いわゆるオタクであった僕は、若者社会の中で「自分が一体どんな生き物なのか」という事を嫌という程客観視させられた。立ち並ぶ店の中に入る度に寄せられる好奇の視線やら、不潔なものを見るような、何かが間違って迷い込んで来たのかと言わんばかりの店員の顔。僕が自分の姿を羞恥心とともに頭にしみ込ませるまで、数時間とかからなかった。
僕はこの日の恥をそそぐべく「モテるための五カ年計画」をぶち立てたのだ。復讐戦と言って良かった。

捨ててみた/買ってみた

とにかくオタクっぽいものを止めようと思った。
好きだった漫画や小説、アニメなどにお金をかける事を一切やめ、ファッション誌を買い、「服を買いに出かけるための服」を買い、髪を切るのに美容室に通う様になり、流行のグッズとか話題などにいちいち気を使う様にした。もっていたオタクコレクションは処分する事に決めた。
結果、一年を過ぎる頃には僕は少なくともいわゆる「オタク」らしさを外見/実生活の両方の部分において捨て去る事に成功していた。失ったものも大きかったけれども、また得たものも多かった。それは、女友達だった。

とにかく驚かされた

僕にとって女性は自分の頭の中に存在していて、実際の女性はショーウィンドウの向こう側のマネキンの様にリアリティがない存在だったのだけど、その頃彼女達はそのガラスを突き破って実態をもった存在として僕の目の前に現れていた。いや、ガラスを破ったのは僕だったのかも知れないけれど、そんな事は実際どうでもいい事だろう。
とにかく彼女達は僕のもっていた女性に対する幻想を片っ端から打ち砕いてくれた。それは奇麗なものから汚いものまで多岐にわたっていて、時として空いた口が塞がらないような事すらあった。良くも悪くも、この現実もファンタジーだな、僕はそう思った。
そして、彼女に会った。

堕ちるとはこういう事だと思った

まさしく墜落した。もうそれ以外の言葉は思いつかないし、未だにそう思っている。
彼女は最初に現れたその瞬間から一人だけ光を放っているかのようだった。別に他の女性と比べて何かが特別違うという事ではなかったし、人一倍色っぽいとか、スタイルがいいとか、そんな事は特にはなかった。
ただ、彼女が笑っている所を見ると、それだけで幸せな気持ちになれる自分がいる事を発見する事になったし、それを自分の行動やら話やらが生み出した時には、羽が生えて天に昇るような気持ちにもなった。
簡単な事だろう。
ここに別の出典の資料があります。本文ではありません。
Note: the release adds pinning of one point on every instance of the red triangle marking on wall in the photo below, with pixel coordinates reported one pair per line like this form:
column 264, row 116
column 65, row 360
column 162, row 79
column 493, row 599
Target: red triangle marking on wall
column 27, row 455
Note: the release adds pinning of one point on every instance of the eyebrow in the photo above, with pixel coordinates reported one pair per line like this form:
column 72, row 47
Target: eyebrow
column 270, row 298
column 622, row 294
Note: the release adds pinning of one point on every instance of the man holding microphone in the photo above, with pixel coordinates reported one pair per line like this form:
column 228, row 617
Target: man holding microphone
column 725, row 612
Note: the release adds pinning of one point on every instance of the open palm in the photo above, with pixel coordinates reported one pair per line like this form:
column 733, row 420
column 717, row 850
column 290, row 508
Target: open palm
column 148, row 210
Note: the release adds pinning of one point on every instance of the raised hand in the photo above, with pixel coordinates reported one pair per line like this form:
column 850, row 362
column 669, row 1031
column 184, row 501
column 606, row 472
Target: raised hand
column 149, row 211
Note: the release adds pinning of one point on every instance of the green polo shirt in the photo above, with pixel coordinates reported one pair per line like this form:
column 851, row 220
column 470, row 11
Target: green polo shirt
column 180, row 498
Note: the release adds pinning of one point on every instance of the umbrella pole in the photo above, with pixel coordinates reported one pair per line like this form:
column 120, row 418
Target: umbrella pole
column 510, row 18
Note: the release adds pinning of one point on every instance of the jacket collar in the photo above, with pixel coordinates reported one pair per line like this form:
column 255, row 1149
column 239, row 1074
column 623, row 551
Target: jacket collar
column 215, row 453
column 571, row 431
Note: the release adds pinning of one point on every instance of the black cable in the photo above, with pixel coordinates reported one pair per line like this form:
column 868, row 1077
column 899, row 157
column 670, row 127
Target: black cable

僕は彼女に恋をしていた。

恋は上手くいかない

大学生のその爛れた生活の実態を示すかの様に、一人暮らしをしていた彼女の所に僕たちの仲間は良く集まったし、馬鹿みたいな事をよくみんなでやった。冬には鍋やら、夏には花火やら、公園でいちゃつくカップルを興味津々に覗いてみたりとか、映画に言って見た作品にダメだしをしたりとか……、まあとにかくそういったどうでもいい事をしていた。そのうちに僕と彼女の距離は多少縮まる事となり、色々な打ち明け話をされる様な関係にもなった。
――その中には、僕が多分「知りたかったけど、知りたくなかった事実」も含まれていた。
彼女は、別の男に激しい恋心を抱いていたのだった。それを彼女は大切な宝石の様にそっと見せてくれた。そしてその時僕は気がついた。出会った時の彼女が輝いて見えたのは、間違いなく彼女の中にある恋心のせいだったのだ、という事に。
始まる前から、終わっていた恋だったのだろう。

僕は

結局の所、友達のままでいる事を選択した。
時として弱気になったり、変に強気になったり、あるいは自暴自棄になって酒に走ったりする彼女をどついて、叩いて、真っすぐに好きな人の方へ矯正するべく励まし続けた。
彼女がその彼をどう思っているのが、今はどうなのか、どうなりたいのか、微に入り細に入り聞き出して、男として助言を沢山した。悲しいかな、第三者だからこそ分かる事も沢山会って、僕には十分彼女の恋は勝算のあるものに思えていた。
一進一退する恋の行方を聞くたび、僕の心には大量の抜けない針が刺さり、最悪な痛みとともに眠れない夜を過ごし、時には悲鳴すらあげて眠りから覚めた。
でも、それで構わないと思った。僕を根性無しと笑う者はいると思う。でも僕はそう言える奴を鼻で笑い飛ばす事が出来る。
――ああ、君は本当に人を好きになる事とか、愛する事がどういうものなのか、知らないんだね、と。
彼女が幸せならそれで良かった。自分が隣にいてそれを実現出来れば最高だったのだろうけど、僕にその資格も能力もない事はとても良く分かっていた。
僕はそう言った意味では、十分に親しい彼女の友達で、彼女の事をとても良く分かっていた。片思いに揺れる同じ様な心を抱えもった身として、彼女のほんの少しの言葉で、彼女の心の奥底まで理解出来る様な気がする時すらあった。ただ一つ僕にとって不幸な事があったとすれば、二人が決して同じ方向を向いていなかったという事だけだった。
心は悲鳴をあげ続けていたけど、僕はどう考えても彼女の物語において、主演俳優ではなかった。それは何よりも確かな事だった。悲しかったけれど、彼女が笑えるのならば、それでいいと、本当にそれで構わないのだと。
人々の笑顔を作り出すピエロを目指す男の心の様に、真っ白に祈る事が出来た。

あれから

もう10年近くが経つ。
彼女とは今でも友達だし、あの頃のような燃える様な恋心はもうなくなっていて、心の奥の方に燃え残った炭火のような淡い光がある。時々メールのやり取りもするし、年賀はがきのやり取りもあるし、まれには大学の仲間で集まったりもして顔を合わせる事がある。
この間、彼女が二人目の子供を産んだと聞いた。そんな話を聞くたびにあの頃の事を思いだす。他の選択肢、可能性、上手い立ち回りがあったのかも……。そんな事を思う事がない訳でもない。
ふと、顔を上げて窓の向こうの町並みを眺めてみる。
街行く若者達はあの頃の僕と同じ様に、きっと苦しんだり、悩んだり、笑ったり、泣いたり、それこそ恋をしていたりするのだろう。今日も街を歩けば、大声で恋を歌っている若者達がたくさんいる。でも、その都度僕はこう思う。
別に、囁くように歌う、恋があったっていい。大きな声で歌う事だけが恋じゃあない。


ただ一人、誰にも聞こえないような小さな声で、囁く様に歌う恋があったっていいだろうと。